Blast-Based Search for Candidate Insulator Proteins

With the known Drosophila insulator proteins as query (dCTCF, GI:21356747; Su(Hw), GI:33860216; CP190, GI:23171337; GAF, GI:83287912; Mod(mdg4), GI:158030328; Zw5, GI:45549097; BEAF, GI:17647187), standard BLASTX, BLASTP, or TBLASTN (Altschul et al. 1997) searches were conducted in publicly available sequence databases at NCBI (http://blast.ncbi.nlm.nih.gov/). To minimize the chance of missing an ortholog, we performed parallel searches in different databases (nucleotide, EST, and protein) and subdivided a search into smaller entities if a given taxonomic range reported > 500 hits below threshold (= download restriction at the NCBI BLAST web interface). We collected all ZF domain candidates below a relaxed BLAST expectation value of 10−05. We set the threshold for BTB domain protein candidates to 10−14 because in preliminary experiments this value effectively incorporated BTB domain proteins distinct from BTB domain containing insulators, for example, tramtrack or broad complex. Collected nucleotide sequences were translated to the appropriate reading frame using EMBOSS (Rice et al. 2000).
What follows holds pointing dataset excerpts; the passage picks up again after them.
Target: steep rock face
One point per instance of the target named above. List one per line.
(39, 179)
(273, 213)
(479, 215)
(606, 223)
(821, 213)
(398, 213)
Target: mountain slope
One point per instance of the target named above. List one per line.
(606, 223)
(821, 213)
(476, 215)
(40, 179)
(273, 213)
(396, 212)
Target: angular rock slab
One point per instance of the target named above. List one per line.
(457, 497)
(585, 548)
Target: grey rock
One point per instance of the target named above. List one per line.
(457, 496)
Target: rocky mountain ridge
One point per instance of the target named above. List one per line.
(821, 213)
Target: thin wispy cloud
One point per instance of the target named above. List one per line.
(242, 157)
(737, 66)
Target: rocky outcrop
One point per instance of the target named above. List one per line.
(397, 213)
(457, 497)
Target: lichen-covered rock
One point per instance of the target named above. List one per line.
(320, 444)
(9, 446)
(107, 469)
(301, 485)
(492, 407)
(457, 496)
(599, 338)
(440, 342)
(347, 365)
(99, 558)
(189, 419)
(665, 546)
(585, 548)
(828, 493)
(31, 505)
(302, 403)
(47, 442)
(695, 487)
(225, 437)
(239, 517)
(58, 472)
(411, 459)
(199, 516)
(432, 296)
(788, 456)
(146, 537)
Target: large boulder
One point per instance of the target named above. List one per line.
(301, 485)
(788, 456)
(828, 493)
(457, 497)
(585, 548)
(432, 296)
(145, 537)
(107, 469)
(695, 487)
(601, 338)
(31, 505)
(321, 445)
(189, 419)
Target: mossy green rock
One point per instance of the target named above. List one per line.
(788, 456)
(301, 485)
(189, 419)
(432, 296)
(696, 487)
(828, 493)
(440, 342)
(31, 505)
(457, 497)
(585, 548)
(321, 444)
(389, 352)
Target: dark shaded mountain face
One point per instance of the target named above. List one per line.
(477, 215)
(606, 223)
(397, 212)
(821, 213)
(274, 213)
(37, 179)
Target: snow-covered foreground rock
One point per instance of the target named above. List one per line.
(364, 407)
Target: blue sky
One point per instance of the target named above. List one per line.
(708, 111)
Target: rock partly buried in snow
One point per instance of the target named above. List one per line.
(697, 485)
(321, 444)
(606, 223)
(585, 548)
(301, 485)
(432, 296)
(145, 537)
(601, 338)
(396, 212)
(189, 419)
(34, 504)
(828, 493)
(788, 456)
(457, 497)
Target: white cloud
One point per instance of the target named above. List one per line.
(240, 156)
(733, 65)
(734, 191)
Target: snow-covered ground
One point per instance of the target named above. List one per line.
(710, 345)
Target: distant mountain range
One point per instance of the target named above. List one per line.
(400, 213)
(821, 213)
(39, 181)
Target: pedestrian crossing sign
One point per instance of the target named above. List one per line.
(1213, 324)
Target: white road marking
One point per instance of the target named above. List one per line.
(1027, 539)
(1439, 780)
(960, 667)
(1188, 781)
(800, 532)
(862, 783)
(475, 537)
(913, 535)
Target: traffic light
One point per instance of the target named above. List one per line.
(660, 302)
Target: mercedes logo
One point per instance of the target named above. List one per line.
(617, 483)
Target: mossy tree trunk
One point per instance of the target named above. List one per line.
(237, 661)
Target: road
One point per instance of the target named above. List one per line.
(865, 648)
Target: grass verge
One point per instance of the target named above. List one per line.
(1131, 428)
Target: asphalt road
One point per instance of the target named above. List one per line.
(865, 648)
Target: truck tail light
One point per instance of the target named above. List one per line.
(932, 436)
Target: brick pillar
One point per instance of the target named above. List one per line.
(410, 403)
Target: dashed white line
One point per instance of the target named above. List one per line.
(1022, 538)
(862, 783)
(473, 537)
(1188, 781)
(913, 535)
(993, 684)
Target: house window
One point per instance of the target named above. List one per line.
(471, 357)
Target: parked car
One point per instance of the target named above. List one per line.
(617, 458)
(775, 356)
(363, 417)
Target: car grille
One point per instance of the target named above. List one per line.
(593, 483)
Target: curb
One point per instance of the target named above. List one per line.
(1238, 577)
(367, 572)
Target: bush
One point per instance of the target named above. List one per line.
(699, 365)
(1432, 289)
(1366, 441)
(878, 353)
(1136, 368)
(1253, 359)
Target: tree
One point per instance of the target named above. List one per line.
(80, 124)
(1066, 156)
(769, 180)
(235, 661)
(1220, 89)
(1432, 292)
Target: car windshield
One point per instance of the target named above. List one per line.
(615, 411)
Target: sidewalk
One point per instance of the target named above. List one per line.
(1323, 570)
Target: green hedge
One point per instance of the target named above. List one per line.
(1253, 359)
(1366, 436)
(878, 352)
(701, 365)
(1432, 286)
Clustering and Multiple Sequence Alignment

We obtained from the initial dataset a collection of unique sequences using the EMBOSS tool “skipredundant” (Rice et al. 2000). We added to this collection a set of reference sequences for each insulator protein. The references served as guide for the clustering step. All other candidates from the initial dataset were passed to the SiLiX clustering algorithm (Miele et al. 2011) as “partial” sequences (command line parameter “-p”). We ran SiLiX with default parameters (35% min. identity; 80% min. overlap; 100 nt min. length; 50% min. overlap of partial sequences). For subsequent analysis, we took all reference sequences plus candidates that clustered to one of the references. Multiple sequence alignments were performed using the Clustal Ω algorithm (Sievers et al. 2011). Alignments were viewed and manually edited using SeaView (Galtier et al. 1996).

Phylogenetic Analysis

For the Zw5, Su(Hw), and CTCF proteins, the described Drosophila orthologs served as positive control for cluster identification. Similarly, we included the known Drosophila orthologs of the BTB-domain proteins GAGA factor, CP190, and Mod(mdg4) to specify these clusters. Outgroup for the analysis of ZF insulators was the widely distributed ZF transcription factor YY1. For BTB domain insulators, we used as outgroup a set of lola-like orthologs from diverse arthropods. Phylogenetic trees resulting from the alignments were computed under the maximum likelihood criterion using parallel RAxML version 7.2.6 (Stamatakis 2006) with 100 bootstrap resamplings. As optimal models of sequence evolution we used the WAG+Γ or DCmut+Γ+F model (ZF domain proteins), the JTT+Γ+F model (BTB domain proteins), and the WAG+Γ+F model (vertebrate GAFs) as selected by ProtTest3 (Darriba et al. 2011). Likelihood trees were visualized and arranged with FigTree (http://tree.bio.ed.ac.uk/software/figtree/) and then graphically edited with Adobe Illustrator software.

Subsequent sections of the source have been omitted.